Падре Мануэль впервые произнёс имя ангела вслух и испугался этого, потому что ему вдруг показалось, что все присутствующие разом заглянули к нему в душу и увидели там то, чего не должны были увидеть. И испугался он не потому, что жившее внутри чувство было непристойным или постыдным, а потому, что, напротив, оно было столь возвышенным, что, по его мнению, не могло быть доступно их примитивному пониманию, а следовательно, могло быть принижено самим фактом свидетельствования с их стороны.
«Хорошо, что я сижу», – подумал он, вынул платок и стал вытирать с залысин предательски выступившую испарину.
– А-а, это наш малец, – голосом, в котором не отразилось и тени подозрения, объяснил Гонсало. – Он из гринго, мать его бросила, я и подобрал. Теперь он наш внучок.
При последних словах на лице Гонсало отразилось то, что трудно определить словами. Это когда одно выражение лица вдруг сменяется другим. Вроде черты те же самые, но вместо одного выражения, кислого, угрюмого или равнодушного, появляется другое – счастливое или умиротворённое.
Смена выражения лица Гонсало разозлила падре Мануэля ещё больше слова «внучок», которым тот так некстати щегольнул уже дважды, и, резко взмахнув рукой, он возмущённо открыл рот, чтобы гневной отповедью сорвать с Гонсало раздражавшее его осчастливленное лицо и вернуть на место прежнее, обычное, но не рассчитал силу взмаха, задел водружённый на хрупкий столик поднос и в одно мгновение снёс стоявший на нём стакан с недопитым лимонадом.
По каменному полу разлетелась куча мокрых блестящих осколков.
Звон разбитого стакана заставил громко охнуть Сэльму, и это не предвиденное никем простецкое оханье спасло священника от необдуманного нападения на Гонсало. Притворно сокрушаясь, он встал, чтобы успокоить разволновавшихся слуг и показать, что переживает случившееся вместе с ними.
В этот момент в зал вплыла Тереса, а следом в дверном проёме показался стройный мальчишеский силуэт.
Налетел вихрь, залило светом залу, закружились в бешеном танце пылинки на солнце, заиграла не слышная никому, кроме падре, музыка, запели невидимые ангелы, сначала тихо, затем всё громче и громче, вот уже они не поют, а кричат, недружно, вразнобой, а музыка сопровождения визжит и фальшивит…
Невыносимо, невыносимо, замолчите-е-е!
Он приглушённо вскрикнул и упал в обморок прямо на осколки разбитого стакана.
Упав, порезал лицо в двух местах, и на порезах тут же выступила кровь.
Майкл не впервые видел кровь.

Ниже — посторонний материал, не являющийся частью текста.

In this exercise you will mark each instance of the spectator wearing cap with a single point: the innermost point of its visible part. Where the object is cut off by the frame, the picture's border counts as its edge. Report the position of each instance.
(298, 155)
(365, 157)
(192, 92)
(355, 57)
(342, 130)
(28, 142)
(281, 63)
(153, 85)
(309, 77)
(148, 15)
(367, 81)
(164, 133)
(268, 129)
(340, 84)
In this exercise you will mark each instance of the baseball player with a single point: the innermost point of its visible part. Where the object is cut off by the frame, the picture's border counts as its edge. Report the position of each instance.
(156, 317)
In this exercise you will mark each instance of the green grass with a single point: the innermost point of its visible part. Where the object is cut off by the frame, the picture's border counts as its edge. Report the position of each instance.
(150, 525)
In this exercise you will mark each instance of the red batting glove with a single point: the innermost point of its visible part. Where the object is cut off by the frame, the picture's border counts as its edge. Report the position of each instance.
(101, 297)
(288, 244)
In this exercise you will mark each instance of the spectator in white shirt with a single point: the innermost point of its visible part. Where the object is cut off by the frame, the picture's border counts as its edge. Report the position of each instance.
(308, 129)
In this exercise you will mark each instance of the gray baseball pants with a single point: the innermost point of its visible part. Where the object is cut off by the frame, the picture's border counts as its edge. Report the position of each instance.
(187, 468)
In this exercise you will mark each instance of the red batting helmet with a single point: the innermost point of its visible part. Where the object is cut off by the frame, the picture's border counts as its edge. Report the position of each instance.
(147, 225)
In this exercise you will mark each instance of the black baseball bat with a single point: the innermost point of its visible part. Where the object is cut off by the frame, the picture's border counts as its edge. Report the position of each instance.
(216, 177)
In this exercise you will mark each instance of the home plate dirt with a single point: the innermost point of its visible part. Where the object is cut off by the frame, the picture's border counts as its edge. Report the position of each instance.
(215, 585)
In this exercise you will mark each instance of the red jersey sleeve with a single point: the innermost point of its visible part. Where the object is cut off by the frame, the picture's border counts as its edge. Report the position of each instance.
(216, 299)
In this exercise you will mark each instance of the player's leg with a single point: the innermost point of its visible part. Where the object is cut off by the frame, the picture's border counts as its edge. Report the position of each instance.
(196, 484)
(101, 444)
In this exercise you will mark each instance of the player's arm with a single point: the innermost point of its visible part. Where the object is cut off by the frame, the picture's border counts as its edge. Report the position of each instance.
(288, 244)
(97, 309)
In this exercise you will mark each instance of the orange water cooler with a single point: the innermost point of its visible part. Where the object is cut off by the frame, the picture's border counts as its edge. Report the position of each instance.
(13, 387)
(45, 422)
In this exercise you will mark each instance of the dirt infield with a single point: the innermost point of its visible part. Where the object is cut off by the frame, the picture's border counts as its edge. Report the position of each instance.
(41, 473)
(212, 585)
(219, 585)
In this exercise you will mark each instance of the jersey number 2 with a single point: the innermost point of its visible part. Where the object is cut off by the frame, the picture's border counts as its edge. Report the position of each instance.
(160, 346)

Ещё совсем маленьким ему доводилось наблюдать, как окрашивался материнский локоть стекавшей из-под иглы тёмно-красной жидкостью. Бывало, что и он сам разбивал себе в кровь коленки, когда падал. Ещё Майкл запомнил человека с чёрными щеками, который некоторое время спал вместе с ним и матерью в картонном ящике возле большого моста.